Keelin (MetaLog) distribution/Ttail constraints
The Keelin distribution (as published) fits a curve to data points using ordinary least squares regression to obtain the quantile function for the distribution. But with this approach of using only ordinary least squares, a common problem occurs in which the tails of the quantile function reverse, with the left tail going right, or the right tail doing left, which of course is nonsense. The following figure shows an example, with the X & Y axes pivoted to match a conventional CDF curve.

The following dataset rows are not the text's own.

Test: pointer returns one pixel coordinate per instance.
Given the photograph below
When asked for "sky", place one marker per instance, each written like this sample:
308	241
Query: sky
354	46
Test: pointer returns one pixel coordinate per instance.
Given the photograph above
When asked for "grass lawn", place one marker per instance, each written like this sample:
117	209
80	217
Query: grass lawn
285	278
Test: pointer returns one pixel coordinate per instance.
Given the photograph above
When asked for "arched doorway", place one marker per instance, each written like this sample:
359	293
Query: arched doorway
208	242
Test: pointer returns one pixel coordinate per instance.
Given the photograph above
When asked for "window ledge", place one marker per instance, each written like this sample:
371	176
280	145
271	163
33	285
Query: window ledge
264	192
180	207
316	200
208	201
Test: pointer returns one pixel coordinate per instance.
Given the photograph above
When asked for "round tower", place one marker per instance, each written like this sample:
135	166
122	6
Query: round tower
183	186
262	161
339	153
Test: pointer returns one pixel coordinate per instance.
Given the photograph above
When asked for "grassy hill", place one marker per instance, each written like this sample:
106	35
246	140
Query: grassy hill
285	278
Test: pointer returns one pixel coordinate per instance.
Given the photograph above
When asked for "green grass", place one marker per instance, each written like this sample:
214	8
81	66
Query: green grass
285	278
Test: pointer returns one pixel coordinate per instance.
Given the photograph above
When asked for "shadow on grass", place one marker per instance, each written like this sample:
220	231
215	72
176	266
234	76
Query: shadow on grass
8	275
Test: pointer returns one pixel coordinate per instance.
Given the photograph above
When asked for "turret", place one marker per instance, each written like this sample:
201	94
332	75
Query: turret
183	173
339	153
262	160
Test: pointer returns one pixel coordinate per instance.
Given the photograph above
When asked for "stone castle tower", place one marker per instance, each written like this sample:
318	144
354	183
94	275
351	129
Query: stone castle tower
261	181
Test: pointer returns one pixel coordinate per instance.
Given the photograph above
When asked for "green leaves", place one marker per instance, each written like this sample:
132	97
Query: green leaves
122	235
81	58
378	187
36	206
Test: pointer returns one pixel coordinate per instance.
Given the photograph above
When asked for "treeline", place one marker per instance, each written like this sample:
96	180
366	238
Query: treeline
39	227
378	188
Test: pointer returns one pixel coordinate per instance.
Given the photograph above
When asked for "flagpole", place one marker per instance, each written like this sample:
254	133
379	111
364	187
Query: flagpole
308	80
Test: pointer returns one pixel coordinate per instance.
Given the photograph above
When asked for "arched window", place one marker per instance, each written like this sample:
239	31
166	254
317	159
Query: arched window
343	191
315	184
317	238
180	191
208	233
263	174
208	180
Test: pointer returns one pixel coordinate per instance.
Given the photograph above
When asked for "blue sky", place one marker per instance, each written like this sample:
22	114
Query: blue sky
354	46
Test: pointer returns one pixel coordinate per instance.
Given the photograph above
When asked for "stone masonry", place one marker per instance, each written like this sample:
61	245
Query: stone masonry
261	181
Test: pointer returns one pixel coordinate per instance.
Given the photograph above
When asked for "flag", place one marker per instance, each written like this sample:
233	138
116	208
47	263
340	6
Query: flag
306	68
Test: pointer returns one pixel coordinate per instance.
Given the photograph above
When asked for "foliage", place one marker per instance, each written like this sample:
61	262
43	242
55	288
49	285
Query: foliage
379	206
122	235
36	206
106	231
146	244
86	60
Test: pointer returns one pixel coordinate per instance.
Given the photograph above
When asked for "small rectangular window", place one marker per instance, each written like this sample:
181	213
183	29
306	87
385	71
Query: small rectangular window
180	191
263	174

Analytica's Keelin distribution deviates from the standard by adding the constraints that the tails go in the correct direction to the regression (i.e., doing a constrained regression), so that the Keelin distributions from Analytica differ from results in other software in the cases where the tails would go in nonsense directions. Of course, if you really want the nonsensical behavior, you can disable the use of these constraints by specifying the 32 bit in the optional «flags» parameter of each function.
This page explains the internal details of the algorithm that enforces tail constraints.
Tail constraints
The Keelin quantile function has the form:
- [math]\displaystyle{ M(p) = f(p) + g(p) logit(p) }[/math]
where f(p) and g(p) are polynomials. In order to ensure that the tails point in the correct direction, we need to enforce these constraints during the regression:
- [math]\displaystyle{ \lim_{p\rarr 0} M'(p) \gt 0 }[/math]
- [math]\displaystyle{ \lim_{p\rarr 1} M'(p) \gt 0 }[/math]
where
- [math]\displaystyle{ M'(p) = {{d M(p)}\over{d p}} = f'(p) + g'(p) logit(p) + g(p) logit'(p) }[/math]
Note that:
- [math]\displaystyle{ \lim_{p\rarr 0} logit(p) = -\infty }[/math]
- [math]\displaystyle{ \lim_{p\rarr 1} logit(p) = +\infty }[/math]
- [math]\displaystyle{ \lim_{p\rarr 0} logit'(p) = +\infty }[/math]
- [math]\displaystyle{ \lim_{p\rarr 1} logit'(p) = +\infty }[/math]
Considering only the left tail ([math]\displaystyle{ p\rarr 0 }[/math]), we have that the left tail goes in the correct direction when
- [math]\displaystyle{ g(0)\gt 0 }[/math]
- [math]\displaystyle{ g(0)=0 }[/math] and [math]\displaystyle{ g'(0)\lt 0 }[/math]
- [math]\displaystyle{ g(0)=0 }[/math] and [math]\displaystyle{ g'(0)=0 }[/math] and [math]\displaystyle{ f'(0)\ge 0 }[/math]
The first bullet comes directly from [math]\displaystyle{ M(0)\rarr -\infty }[/math]. The next two follow directly from [math]\displaystyle{ M'(0)\gt 0 }[/math]. Symmetrically, the right tail goes in the correct direction when:
- [math]\displaystyle{ g(1)\gt 0 }[/math]
- [math]\displaystyle{ g(1)=0 }[/math] and [math]\displaystyle{ g'(1)\gt 0 }[/math]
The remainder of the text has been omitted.